Urat syaraf Sasuke tiba-tiba kaku. Tubuhnya terasa sulit untuk bergerak. Bahkan, sekadar untuk menelan air liur pun rasanya sangat sulit. Sasuke mematung. Dengan perasaan gelisah yang menggantung. Tapi, Sasuke tahu bahwa diam hanya akan membuat Sakura bingung. Maka dengan berat, Sasuke mencoba untuk berbicara. "Bukankah perjalanan keluar akan terlalu berisiko untuk kondisi tubuhmu yang masih dalam proses penyembuhan?"

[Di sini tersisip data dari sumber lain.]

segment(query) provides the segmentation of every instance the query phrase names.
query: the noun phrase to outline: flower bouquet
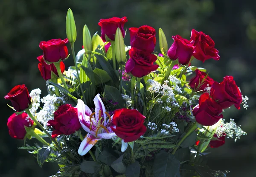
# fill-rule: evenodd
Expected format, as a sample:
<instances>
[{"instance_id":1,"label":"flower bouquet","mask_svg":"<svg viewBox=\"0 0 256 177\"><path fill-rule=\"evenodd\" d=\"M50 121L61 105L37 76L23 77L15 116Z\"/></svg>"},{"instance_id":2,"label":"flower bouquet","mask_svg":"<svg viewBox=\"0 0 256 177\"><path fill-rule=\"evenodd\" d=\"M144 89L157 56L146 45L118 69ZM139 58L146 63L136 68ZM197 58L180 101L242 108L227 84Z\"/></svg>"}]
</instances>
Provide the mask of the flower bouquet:
<instances>
[{"instance_id":1,"label":"flower bouquet","mask_svg":"<svg viewBox=\"0 0 256 177\"><path fill-rule=\"evenodd\" d=\"M193 59L218 60L214 42L193 29L190 40L177 35L169 48L159 28L161 53L154 52L155 30L130 28L125 45L126 17L100 20L101 36L85 25L83 49L76 54L75 20L66 17L67 39L42 41L38 68L49 94L15 87L5 98L15 112L10 135L24 140L40 166L55 163L52 177L225 177L204 158L226 137L246 135L223 112L248 107L232 76L221 82ZM66 45L71 46L70 57ZM74 59L67 70L64 62ZM194 74L195 73L195 74ZM194 76L192 76L194 75ZM31 138L39 142L29 145Z\"/></svg>"}]
</instances>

"Kita bisa melakukan perjalanan pelan-pelan bukan?" Sakura mengemukakan opini. Berharap permintaannya dapat dituruti.

"Tetap saja, menurutku, itu terlalu berisiko."

"Sasuke benar." Akhirnya Kabuto bersuara seraya menyentuh selang infus yang terhubung dengan tangan Sakura pelan-pelan. "Tulang-tulang dalam tubuhmu, terutama tulang punggung dan tulang kakimu masih terlalu lemah dan rapuh untuk melakukan perjalanan jauh dalam kendaraan. Ini terlalu rentan dan berisiko besar. Selalu dokter yang merawat dan menanganimu selama tiga bulan ini, aku tidak akan mengizinkanmu keluar dari sini sebelum kau dinyatakan benar-benar sembuh total," kata Kabuto menjelaskan dengan tatapan serius.

Air muka kekecewaan dan tidak terima langsung tampak di wajah Sakura.

"Bahkan saat ini pun, kau belum bisa bangun dari tempat tidur, kan?" Kabuto berujar lagi agar membuat Sakura sadar dengan kondisinya sendiri.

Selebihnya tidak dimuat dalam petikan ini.